Il libro si intitola “Vanga e sapa: attrezzi e oggetti della vita contadina” (154 pagine da non perdere). Racconta la Saludecio che non c’è più, ma che è esistita fino a pochi anni fa: cara agli anziani che ritrovano se stessi e educativa per i giovani che scrutano la vita dei nonni e dei genitori. E’ saludecese anche l’editore, Massimo Panozzo, la madre è un’Albini.
In versi (epigrammi) dialettali, con traduzione a fronte, Sanchini racconta la civiltà contadina attraverso otto grandi attività: il campo, l’aia, la cucina, la camera di là (il ripostiglio), la camera da letto, la cantina, la stalla e il magone (gli stati d’animo). Lo fa con la leggerezza distaccata e il rigore dello studioso senza affettazioni: va alla radice di ogni questione.

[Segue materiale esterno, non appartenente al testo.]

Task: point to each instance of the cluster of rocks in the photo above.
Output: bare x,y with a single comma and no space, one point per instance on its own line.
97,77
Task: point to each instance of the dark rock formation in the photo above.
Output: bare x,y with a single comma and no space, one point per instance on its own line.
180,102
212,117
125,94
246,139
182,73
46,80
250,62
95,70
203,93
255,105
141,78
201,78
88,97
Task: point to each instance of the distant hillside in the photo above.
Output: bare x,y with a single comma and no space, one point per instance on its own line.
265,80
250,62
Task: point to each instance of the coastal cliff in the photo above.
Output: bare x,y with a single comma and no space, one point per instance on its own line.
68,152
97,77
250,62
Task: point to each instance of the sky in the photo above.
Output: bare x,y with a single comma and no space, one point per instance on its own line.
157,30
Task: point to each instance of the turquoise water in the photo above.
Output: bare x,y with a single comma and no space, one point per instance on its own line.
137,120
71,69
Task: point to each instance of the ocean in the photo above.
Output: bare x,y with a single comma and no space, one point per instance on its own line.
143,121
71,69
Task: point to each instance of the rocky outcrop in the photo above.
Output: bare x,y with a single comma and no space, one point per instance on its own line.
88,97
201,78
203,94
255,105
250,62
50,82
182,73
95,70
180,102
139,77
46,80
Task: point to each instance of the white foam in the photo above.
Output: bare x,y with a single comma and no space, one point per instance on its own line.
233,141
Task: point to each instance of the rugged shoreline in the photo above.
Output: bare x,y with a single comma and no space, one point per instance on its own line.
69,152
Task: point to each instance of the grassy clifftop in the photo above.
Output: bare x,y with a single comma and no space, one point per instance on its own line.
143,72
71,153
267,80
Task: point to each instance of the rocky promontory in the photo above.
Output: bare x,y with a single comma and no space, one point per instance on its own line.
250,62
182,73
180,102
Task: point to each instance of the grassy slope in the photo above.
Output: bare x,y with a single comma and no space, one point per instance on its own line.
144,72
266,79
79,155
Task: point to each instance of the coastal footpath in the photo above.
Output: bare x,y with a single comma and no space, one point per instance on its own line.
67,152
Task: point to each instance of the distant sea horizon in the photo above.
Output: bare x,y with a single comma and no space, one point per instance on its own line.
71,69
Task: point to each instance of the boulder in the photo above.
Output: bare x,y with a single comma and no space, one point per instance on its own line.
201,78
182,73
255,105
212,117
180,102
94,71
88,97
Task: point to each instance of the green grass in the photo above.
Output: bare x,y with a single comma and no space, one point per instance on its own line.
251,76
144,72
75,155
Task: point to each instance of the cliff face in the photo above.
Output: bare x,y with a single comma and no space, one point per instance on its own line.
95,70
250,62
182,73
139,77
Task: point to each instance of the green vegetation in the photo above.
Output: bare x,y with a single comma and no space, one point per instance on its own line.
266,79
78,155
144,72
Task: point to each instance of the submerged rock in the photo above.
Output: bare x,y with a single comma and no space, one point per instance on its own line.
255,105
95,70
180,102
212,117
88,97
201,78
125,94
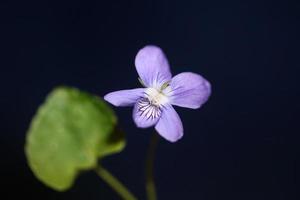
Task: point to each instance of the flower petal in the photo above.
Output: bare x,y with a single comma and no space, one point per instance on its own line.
152,66
169,125
124,97
144,114
189,90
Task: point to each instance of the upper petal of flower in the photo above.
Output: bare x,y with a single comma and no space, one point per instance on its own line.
152,66
124,97
169,125
189,90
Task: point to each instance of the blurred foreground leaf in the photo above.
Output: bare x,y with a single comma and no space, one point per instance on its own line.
69,133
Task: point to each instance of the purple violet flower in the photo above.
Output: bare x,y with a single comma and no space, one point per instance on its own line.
153,104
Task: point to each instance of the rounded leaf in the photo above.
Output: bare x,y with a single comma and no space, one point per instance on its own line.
68,134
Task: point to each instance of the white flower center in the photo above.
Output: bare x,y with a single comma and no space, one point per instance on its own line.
156,97
150,106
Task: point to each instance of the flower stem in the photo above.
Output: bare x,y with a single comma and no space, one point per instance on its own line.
115,184
150,185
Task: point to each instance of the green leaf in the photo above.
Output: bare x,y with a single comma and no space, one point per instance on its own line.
69,133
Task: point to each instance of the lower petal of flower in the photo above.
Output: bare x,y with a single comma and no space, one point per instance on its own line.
169,125
146,114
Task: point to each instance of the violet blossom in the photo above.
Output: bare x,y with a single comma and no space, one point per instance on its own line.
153,104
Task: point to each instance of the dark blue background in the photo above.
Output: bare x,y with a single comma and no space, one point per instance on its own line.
242,144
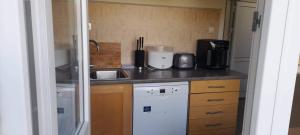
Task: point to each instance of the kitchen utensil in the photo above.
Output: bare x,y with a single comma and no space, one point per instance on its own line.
184,60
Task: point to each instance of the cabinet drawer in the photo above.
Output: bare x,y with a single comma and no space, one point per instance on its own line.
227,131
215,86
209,124
197,112
214,98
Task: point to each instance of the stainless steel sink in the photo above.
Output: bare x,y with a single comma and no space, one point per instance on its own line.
108,74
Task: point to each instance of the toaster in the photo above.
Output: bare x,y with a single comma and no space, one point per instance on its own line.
184,60
160,57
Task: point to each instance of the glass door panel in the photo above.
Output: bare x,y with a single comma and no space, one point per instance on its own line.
68,65
295,114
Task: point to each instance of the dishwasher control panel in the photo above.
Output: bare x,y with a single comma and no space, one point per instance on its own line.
160,90
158,105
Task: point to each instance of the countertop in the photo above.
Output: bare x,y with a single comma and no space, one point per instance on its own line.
172,75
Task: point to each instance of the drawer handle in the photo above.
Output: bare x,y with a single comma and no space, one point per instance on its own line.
217,87
214,125
215,100
212,113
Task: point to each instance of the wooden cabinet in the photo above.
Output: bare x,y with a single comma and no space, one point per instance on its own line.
111,109
213,107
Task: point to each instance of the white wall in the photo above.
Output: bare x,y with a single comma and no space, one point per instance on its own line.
15,112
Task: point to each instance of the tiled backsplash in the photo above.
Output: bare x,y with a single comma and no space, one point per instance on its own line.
109,55
160,25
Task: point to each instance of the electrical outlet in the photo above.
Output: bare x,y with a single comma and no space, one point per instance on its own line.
211,30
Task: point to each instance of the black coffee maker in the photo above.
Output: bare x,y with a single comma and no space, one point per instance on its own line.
212,54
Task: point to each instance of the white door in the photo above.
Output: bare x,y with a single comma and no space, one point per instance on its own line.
242,40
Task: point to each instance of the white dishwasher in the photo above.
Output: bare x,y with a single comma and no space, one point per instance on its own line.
160,108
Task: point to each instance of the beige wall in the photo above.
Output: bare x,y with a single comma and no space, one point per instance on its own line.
218,4
179,27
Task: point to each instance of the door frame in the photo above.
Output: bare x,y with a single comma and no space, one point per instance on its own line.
45,70
276,69
267,82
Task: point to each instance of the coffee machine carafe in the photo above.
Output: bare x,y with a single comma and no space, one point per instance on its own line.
212,54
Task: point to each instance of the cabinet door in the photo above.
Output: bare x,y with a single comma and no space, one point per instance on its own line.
111,108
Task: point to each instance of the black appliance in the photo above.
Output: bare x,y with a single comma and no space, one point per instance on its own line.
184,60
212,54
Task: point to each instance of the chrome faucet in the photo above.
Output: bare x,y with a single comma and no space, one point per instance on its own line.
96,44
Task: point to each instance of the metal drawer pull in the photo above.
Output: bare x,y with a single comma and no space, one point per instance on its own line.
214,125
217,112
215,100
219,87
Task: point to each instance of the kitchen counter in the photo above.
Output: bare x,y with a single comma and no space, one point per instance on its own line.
172,75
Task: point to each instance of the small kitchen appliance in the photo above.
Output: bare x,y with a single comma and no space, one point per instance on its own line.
212,54
184,60
160,57
160,108
139,54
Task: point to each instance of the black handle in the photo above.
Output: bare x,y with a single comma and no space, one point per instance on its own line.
216,112
214,125
218,87
215,100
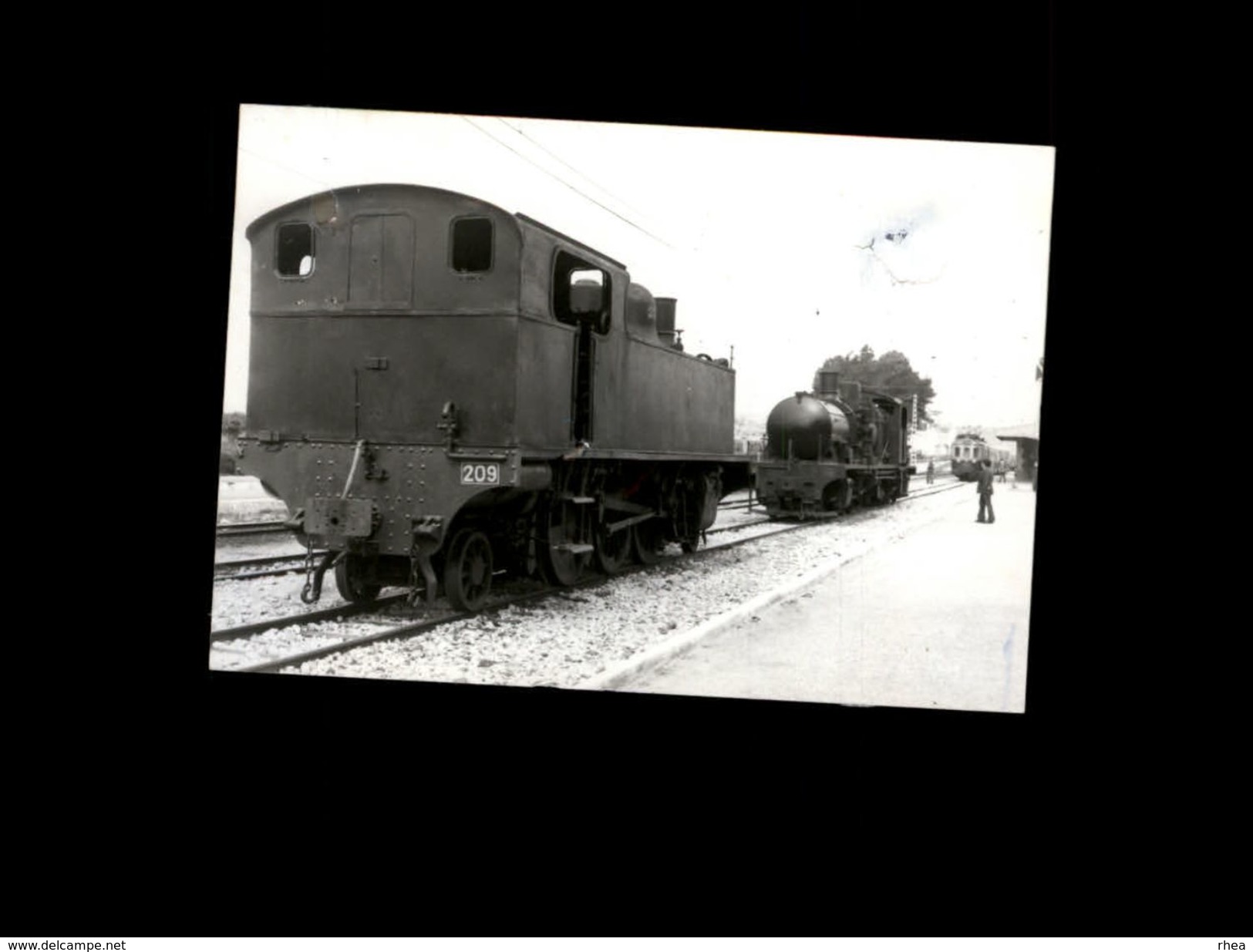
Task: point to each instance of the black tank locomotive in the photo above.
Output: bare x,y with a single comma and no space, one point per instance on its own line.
832,450
440,389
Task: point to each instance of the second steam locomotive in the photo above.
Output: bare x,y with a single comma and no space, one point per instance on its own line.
828,451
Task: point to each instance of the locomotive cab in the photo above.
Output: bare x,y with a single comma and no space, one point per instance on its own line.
437,386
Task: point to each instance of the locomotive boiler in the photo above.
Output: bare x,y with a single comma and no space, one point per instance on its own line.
832,450
440,390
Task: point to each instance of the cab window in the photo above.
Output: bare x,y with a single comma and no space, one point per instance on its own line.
581,292
471,244
295,250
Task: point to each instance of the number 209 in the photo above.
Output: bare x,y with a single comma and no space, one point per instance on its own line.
480,474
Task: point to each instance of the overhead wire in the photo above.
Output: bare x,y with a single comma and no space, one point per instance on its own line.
573,188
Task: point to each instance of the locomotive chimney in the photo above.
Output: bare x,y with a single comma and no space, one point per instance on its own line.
665,308
828,385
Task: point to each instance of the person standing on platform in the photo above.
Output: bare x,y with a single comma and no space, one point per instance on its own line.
985,493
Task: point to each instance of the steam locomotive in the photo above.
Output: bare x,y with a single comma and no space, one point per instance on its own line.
439,389
828,451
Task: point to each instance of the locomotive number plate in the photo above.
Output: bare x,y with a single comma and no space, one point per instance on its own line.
480,474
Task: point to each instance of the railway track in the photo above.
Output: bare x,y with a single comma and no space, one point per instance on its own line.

Molti oggetti d’uso arrivano da altre terre. Curioso è la “trufa”, un orcio di confine, molto utilizzato nelle Marche, caratterizzato dal foro piccolo dal quale si beveva il vino. Più il foro era piccolo e più costava. Data la scarsità, meno vino si beveva e più valeva. Ogni attrezzo è illustrato da Sergio Balduini. Quello di Sanchini è viaggio di emozioni piene.
Il Comune di Saludecio ha regalato il volume ad ogni famiglia saludecese. Da conservare e lasciare in eredità alle future generazioni.
Negli anni Sanchini ha pubblicato numerosi libri che fissano il passato, tutti sulla civiltà contadina. Molto affettuoso “La pulénta te’ pèz”, le grottesche quanto esilaranti storie degli abitanti di Cerreto. Un’ironia degna della migliore tradizione inglese. Un signor tocco di civiltà.